Devcontainer (thin sandbox) and the per-edit loop¶
The devcontainer is a thin sandbox: no dockerd, no mounted socket, no
GPU. It joins the stack’s shared ``autorag-net`` network (declared
external in docker-compose.yml; created idempotently by both
./scripts/stack.sh and the devcontainer initializeCommand), so
it reaches services by name —
AUTORAG_BROKER_URL=amqp://rabbitmq:5672,
AUTORAG_OLLAMA_BASE_URL=http://ollama:11434 — and its client-only
docker CLI points at the read-only docker-socket-proxy
(DOCKER_HOST=tcp://docker-socket-proxy:2375). Its
.devcontainer/check-stack.sh postStartCommand only probes via
docker compose ps and always exits 0 — the async path is
optional and the synchronous SDK/CLI/API never need the stack.
After a code edit, bounce a worker from inside the sandbox with plain compose verbs (the proxy enforces ps/logs/restart-only — no helper, no token):
docker compose -p autorag ps # per-service status
docker compose -p autorag restart gpu-worker # picks up a bind-mounted edit
docker compose -p autorag logs --tail 200 gpu-worker
Workers uv run the bind-mounted live repo, so restart (not a
rebuild) makes an edit live. The proxy refuses build/up/exec
— a dependency change is the host-side ./scripts/stack.sh rebuild.

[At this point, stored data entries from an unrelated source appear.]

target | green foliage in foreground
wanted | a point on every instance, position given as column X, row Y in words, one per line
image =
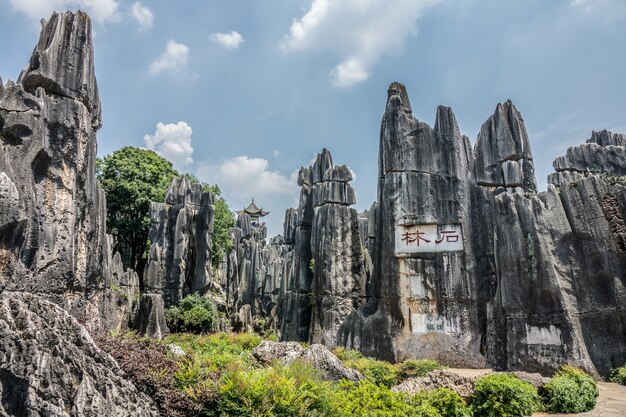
column 571, row 390
column 194, row 313
column 504, row 395
column 619, row 375
column 218, row 377
column 384, row 373
column 219, row 351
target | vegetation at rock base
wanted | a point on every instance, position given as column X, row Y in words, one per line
column 571, row 390
column 194, row 314
column 384, row 373
column 447, row 402
column 416, row 368
column 218, row 377
column 504, row 395
column 132, row 178
column 618, row 375
column 147, row 363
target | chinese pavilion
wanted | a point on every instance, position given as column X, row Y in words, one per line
column 254, row 212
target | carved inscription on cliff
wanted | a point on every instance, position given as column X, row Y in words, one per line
column 428, row 238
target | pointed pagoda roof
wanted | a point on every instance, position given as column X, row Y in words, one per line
column 254, row 211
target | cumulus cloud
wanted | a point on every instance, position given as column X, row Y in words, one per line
column 230, row 40
column 358, row 32
column 173, row 142
column 242, row 178
column 100, row 10
column 609, row 9
column 246, row 177
column 142, row 15
column 173, row 60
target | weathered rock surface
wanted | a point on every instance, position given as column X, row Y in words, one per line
column 315, row 355
column 462, row 385
column 49, row 366
column 473, row 267
column 52, row 210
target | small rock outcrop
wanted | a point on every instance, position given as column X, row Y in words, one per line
column 53, row 237
column 462, row 385
column 49, row 365
column 315, row 355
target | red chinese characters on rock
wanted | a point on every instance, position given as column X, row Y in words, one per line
column 449, row 236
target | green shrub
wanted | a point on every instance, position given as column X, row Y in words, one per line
column 367, row 399
column 619, row 375
column 571, row 390
column 218, row 351
column 447, row 402
column 413, row 368
column 504, row 395
column 194, row 314
column 377, row 372
column 296, row 390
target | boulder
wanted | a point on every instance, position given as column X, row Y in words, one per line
column 462, row 385
column 315, row 355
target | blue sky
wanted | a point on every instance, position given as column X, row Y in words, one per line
column 243, row 92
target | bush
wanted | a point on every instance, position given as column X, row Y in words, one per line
column 619, row 375
column 571, row 390
column 218, row 351
column 194, row 314
column 147, row 364
column 413, row 368
column 447, row 402
column 276, row 391
column 504, row 395
column 377, row 372
column 366, row 399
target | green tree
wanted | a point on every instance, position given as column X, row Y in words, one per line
column 223, row 222
column 132, row 178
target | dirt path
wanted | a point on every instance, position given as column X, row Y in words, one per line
column 611, row 402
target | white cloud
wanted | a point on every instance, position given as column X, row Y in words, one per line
column 173, row 60
column 173, row 142
column 608, row 9
column 243, row 178
column 142, row 15
column 230, row 40
column 100, row 10
column 358, row 32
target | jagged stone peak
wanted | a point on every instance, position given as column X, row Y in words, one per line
column 502, row 151
column 445, row 122
column 339, row 173
column 323, row 162
column 182, row 191
column 62, row 62
column 607, row 138
column 397, row 96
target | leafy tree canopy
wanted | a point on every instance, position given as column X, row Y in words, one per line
column 132, row 178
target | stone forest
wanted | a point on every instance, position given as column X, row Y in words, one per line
column 461, row 261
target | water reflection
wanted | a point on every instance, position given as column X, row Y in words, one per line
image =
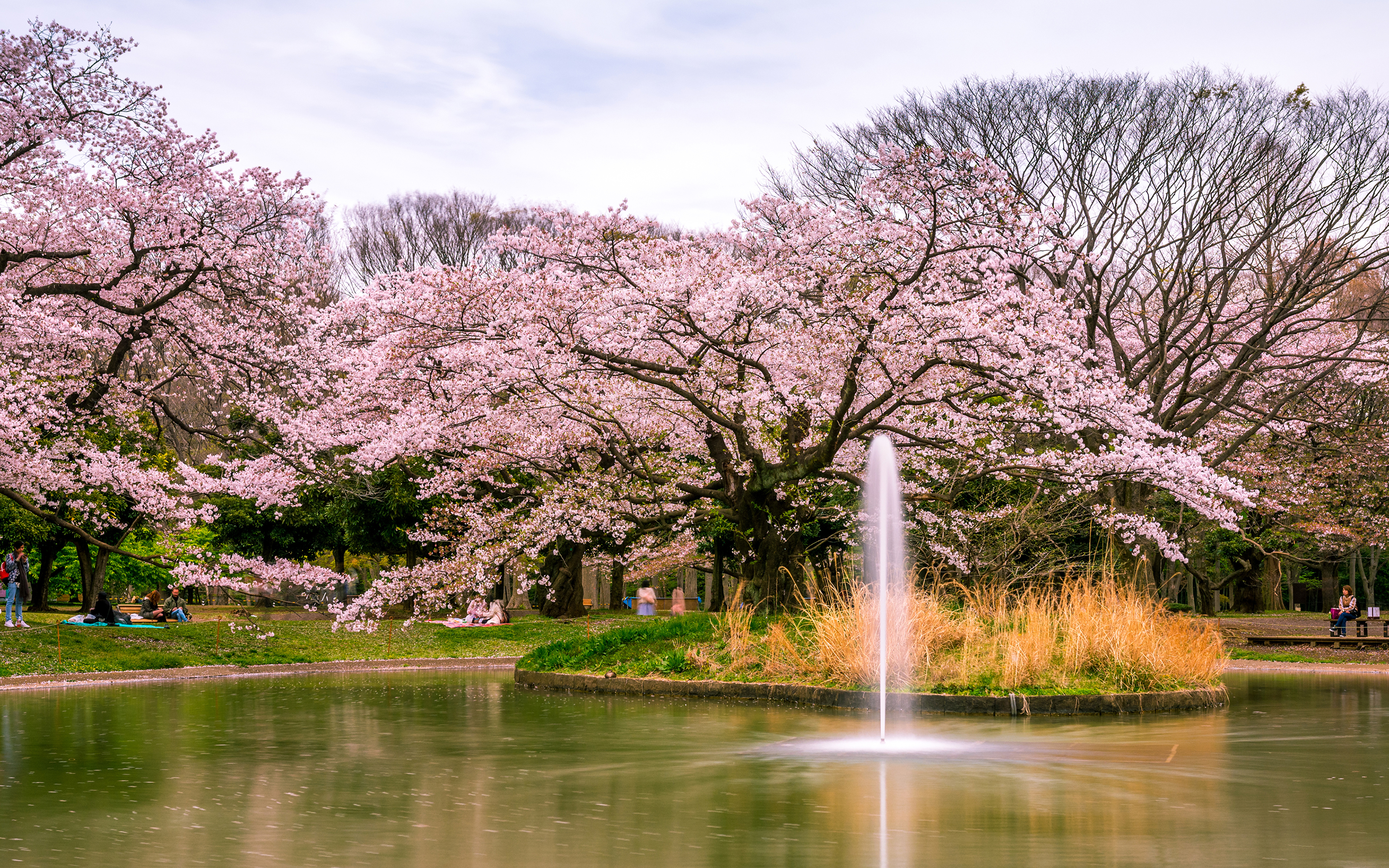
column 445, row 769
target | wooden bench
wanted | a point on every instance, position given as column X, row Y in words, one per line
column 1327, row 642
column 663, row 605
column 1363, row 624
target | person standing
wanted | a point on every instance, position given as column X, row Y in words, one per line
column 17, row 587
column 646, row 599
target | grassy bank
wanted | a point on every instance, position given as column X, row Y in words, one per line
column 203, row 643
column 1077, row 638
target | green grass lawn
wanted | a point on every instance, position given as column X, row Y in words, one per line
column 103, row 649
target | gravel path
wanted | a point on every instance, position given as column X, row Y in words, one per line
column 1277, row 666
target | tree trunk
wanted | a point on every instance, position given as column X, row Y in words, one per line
column 616, row 588
column 48, row 552
column 1246, row 584
column 714, row 582
column 772, row 562
column 85, row 566
column 1328, row 585
column 1372, row 577
column 94, row 573
column 566, row 571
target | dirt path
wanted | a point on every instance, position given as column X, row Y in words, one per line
column 74, row 680
column 1278, row 666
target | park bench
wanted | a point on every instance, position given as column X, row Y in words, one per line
column 1363, row 624
column 663, row 605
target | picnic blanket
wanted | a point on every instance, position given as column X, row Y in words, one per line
column 145, row 627
column 455, row 623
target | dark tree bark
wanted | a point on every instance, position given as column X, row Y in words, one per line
column 49, row 549
column 714, row 584
column 566, row 571
column 94, row 573
column 616, row 588
column 1246, row 584
column 1328, row 585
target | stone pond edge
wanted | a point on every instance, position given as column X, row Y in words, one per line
column 834, row 698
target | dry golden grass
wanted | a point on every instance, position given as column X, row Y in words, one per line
column 1084, row 633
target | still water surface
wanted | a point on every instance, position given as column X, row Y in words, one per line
column 463, row 769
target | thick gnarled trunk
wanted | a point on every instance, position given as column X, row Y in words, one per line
column 566, row 571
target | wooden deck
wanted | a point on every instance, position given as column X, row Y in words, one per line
column 1334, row 642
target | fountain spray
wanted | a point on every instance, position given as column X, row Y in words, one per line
column 884, row 553
column 883, row 612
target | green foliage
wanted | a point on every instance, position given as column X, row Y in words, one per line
column 280, row 532
column 200, row 642
column 21, row 527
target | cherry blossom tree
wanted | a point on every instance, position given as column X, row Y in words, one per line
column 146, row 285
column 1228, row 228
column 623, row 385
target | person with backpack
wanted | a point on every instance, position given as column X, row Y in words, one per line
column 17, row 587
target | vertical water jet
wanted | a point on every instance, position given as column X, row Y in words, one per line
column 884, row 553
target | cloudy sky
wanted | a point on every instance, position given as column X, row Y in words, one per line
column 670, row 106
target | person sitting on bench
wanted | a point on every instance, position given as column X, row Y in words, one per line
column 150, row 609
column 1349, row 609
column 478, row 612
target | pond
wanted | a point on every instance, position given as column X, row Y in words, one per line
column 463, row 769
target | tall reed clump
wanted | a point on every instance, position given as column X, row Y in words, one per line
column 1088, row 633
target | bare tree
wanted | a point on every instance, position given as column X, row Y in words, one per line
column 1234, row 235
column 424, row 231
column 1224, row 221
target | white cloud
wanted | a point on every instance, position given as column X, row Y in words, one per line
column 671, row 106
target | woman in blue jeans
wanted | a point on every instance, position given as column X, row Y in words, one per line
column 1349, row 609
column 17, row 587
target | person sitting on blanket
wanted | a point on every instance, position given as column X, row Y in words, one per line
column 174, row 606
column 103, row 610
column 477, row 612
column 150, row 609
column 1349, row 609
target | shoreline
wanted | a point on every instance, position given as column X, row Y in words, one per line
column 81, row 680
column 930, row 703
column 73, row 680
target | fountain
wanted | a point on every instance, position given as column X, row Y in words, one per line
column 884, row 552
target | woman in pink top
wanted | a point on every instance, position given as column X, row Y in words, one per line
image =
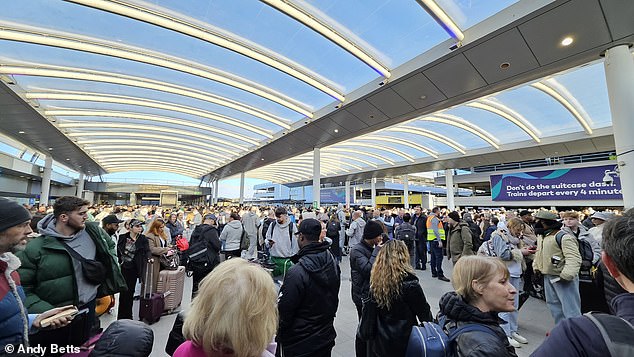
column 233, row 315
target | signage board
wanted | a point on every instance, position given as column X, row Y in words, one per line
column 585, row 183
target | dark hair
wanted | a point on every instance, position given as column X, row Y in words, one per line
column 68, row 204
column 618, row 242
column 280, row 211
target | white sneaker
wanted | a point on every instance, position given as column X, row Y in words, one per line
column 514, row 343
column 519, row 338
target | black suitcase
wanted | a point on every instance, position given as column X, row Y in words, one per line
column 151, row 305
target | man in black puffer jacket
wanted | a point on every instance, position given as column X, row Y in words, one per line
column 309, row 297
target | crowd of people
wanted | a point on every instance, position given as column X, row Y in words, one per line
column 72, row 254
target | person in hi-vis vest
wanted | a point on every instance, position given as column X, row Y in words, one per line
column 436, row 240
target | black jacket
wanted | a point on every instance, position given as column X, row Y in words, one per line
column 125, row 338
column 394, row 325
column 420, row 222
column 474, row 343
column 308, row 302
column 362, row 257
column 141, row 255
column 209, row 234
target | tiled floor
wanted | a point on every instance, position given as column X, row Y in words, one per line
column 535, row 320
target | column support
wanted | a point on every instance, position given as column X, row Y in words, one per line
column 46, row 180
column 406, row 191
column 450, row 189
column 619, row 75
column 316, row 178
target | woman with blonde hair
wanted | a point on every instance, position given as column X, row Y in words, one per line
column 399, row 297
column 482, row 290
column 159, row 245
column 234, row 314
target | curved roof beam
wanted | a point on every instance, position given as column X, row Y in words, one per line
column 140, row 82
column 565, row 98
column 441, row 17
column 40, row 36
column 355, row 159
column 149, row 103
column 125, row 134
column 508, row 114
column 429, row 134
column 327, row 28
column 136, row 154
column 182, row 24
column 155, row 150
column 400, row 141
column 153, row 119
column 117, row 126
column 464, row 125
column 359, row 152
column 366, row 145
column 107, row 144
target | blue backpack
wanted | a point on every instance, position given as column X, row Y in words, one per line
column 430, row 340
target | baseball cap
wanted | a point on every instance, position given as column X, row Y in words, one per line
column 310, row 226
column 111, row 218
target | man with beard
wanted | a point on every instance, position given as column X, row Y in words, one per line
column 72, row 262
column 15, row 322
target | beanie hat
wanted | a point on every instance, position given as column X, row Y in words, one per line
column 12, row 214
column 372, row 230
column 454, row 215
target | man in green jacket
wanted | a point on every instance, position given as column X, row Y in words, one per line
column 54, row 269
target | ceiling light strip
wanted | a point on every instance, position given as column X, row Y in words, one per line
column 140, row 82
column 441, row 17
column 100, row 144
column 429, row 134
column 179, row 23
column 123, row 126
column 124, row 134
column 320, row 26
column 75, row 112
column 464, row 125
column 561, row 95
column 508, row 114
column 39, row 36
column 149, row 103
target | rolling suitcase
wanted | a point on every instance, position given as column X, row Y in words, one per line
column 151, row 305
column 171, row 284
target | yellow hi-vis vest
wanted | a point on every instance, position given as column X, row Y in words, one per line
column 431, row 236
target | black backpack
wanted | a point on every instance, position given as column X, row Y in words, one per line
column 407, row 233
column 586, row 271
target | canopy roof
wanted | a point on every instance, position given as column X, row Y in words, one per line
column 212, row 88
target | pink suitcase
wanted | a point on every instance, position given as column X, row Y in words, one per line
column 171, row 284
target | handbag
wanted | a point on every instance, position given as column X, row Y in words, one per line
column 94, row 271
column 169, row 262
column 244, row 239
column 367, row 326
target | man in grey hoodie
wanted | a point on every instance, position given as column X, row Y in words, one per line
column 280, row 239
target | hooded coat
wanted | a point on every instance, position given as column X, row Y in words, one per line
column 308, row 302
column 456, row 313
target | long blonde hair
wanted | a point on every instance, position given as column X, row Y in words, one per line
column 236, row 308
column 391, row 266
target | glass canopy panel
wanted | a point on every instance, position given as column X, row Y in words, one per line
column 587, row 84
column 547, row 115
column 467, row 13
column 505, row 131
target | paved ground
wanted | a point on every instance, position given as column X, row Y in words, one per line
column 534, row 319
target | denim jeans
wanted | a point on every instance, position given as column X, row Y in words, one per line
column 562, row 298
column 436, row 259
column 511, row 317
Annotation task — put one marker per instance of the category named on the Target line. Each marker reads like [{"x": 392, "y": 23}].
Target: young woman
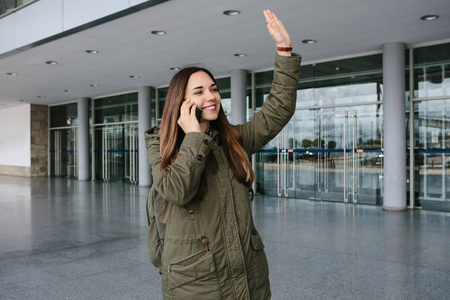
[{"x": 212, "y": 249}]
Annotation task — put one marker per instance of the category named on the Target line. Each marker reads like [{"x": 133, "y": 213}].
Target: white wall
[
  {"x": 15, "y": 136},
  {"x": 46, "y": 18}
]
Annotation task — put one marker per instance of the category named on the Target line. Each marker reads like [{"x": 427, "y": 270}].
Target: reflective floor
[{"x": 65, "y": 239}]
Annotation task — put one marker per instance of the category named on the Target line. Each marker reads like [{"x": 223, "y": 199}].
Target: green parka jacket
[{"x": 234, "y": 265}]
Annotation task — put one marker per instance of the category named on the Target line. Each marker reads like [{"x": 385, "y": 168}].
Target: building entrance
[
  {"x": 63, "y": 155},
  {"x": 116, "y": 157}
]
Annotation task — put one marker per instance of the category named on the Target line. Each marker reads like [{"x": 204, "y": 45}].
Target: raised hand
[{"x": 277, "y": 31}]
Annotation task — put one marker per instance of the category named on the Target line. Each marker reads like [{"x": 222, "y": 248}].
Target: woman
[{"x": 211, "y": 248}]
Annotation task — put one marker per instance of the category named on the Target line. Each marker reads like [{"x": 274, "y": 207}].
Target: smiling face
[{"x": 203, "y": 91}]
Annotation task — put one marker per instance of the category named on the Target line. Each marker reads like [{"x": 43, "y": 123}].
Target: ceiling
[{"x": 197, "y": 32}]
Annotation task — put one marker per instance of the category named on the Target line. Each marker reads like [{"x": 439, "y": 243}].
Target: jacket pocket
[
  {"x": 155, "y": 244},
  {"x": 194, "y": 277},
  {"x": 260, "y": 269}
]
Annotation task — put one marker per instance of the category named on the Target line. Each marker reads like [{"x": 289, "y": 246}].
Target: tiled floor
[{"x": 65, "y": 239}]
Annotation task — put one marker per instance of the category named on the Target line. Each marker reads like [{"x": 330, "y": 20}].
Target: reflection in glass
[
  {"x": 64, "y": 115},
  {"x": 116, "y": 156},
  {"x": 432, "y": 150},
  {"x": 432, "y": 71}
]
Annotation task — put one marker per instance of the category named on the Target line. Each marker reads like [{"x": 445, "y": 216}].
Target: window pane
[{"x": 64, "y": 115}]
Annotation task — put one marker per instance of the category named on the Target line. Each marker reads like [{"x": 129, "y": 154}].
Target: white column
[
  {"x": 144, "y": 115},
  {"x": 83, "y": 139},
  {"x": 394, "y": 127},
  {"x": 238, "y": 96}
]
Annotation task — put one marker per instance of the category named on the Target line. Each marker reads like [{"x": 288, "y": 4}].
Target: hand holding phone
[{"x": 199, "y": 114}]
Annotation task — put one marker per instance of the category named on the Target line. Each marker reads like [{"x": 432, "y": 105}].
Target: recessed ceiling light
[
  {"x": 308, "y": 41},
  {"x": 231, "y": 12},
  {"x": 158, "y": 32},
  {"x": 429, "y": 17}
]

The sandbox’s project venv is UV_PROJECT_ENVIRONMENT=/opt/autorag-venv
(outside the bind-mounted workspace) so host and sandbox never thrash a
shared ./.venv.
Mounting the app yourself¶
If you need to embed AutoRAG inside a larger FastAPI app, import
autorag.api:app directly and re-mount it or merge its routers:
from fastapi import FastAPI
from autorag.api import app as autorag_app
parent = FastAPI()
parent.mount("/autorag", autorag_app)
The get_rag() helper returns a process-wide
AutoRAG singleton via functools.lru_cache, so reusing the app
across requests doesn’t re-instantiate the embedder or vector store.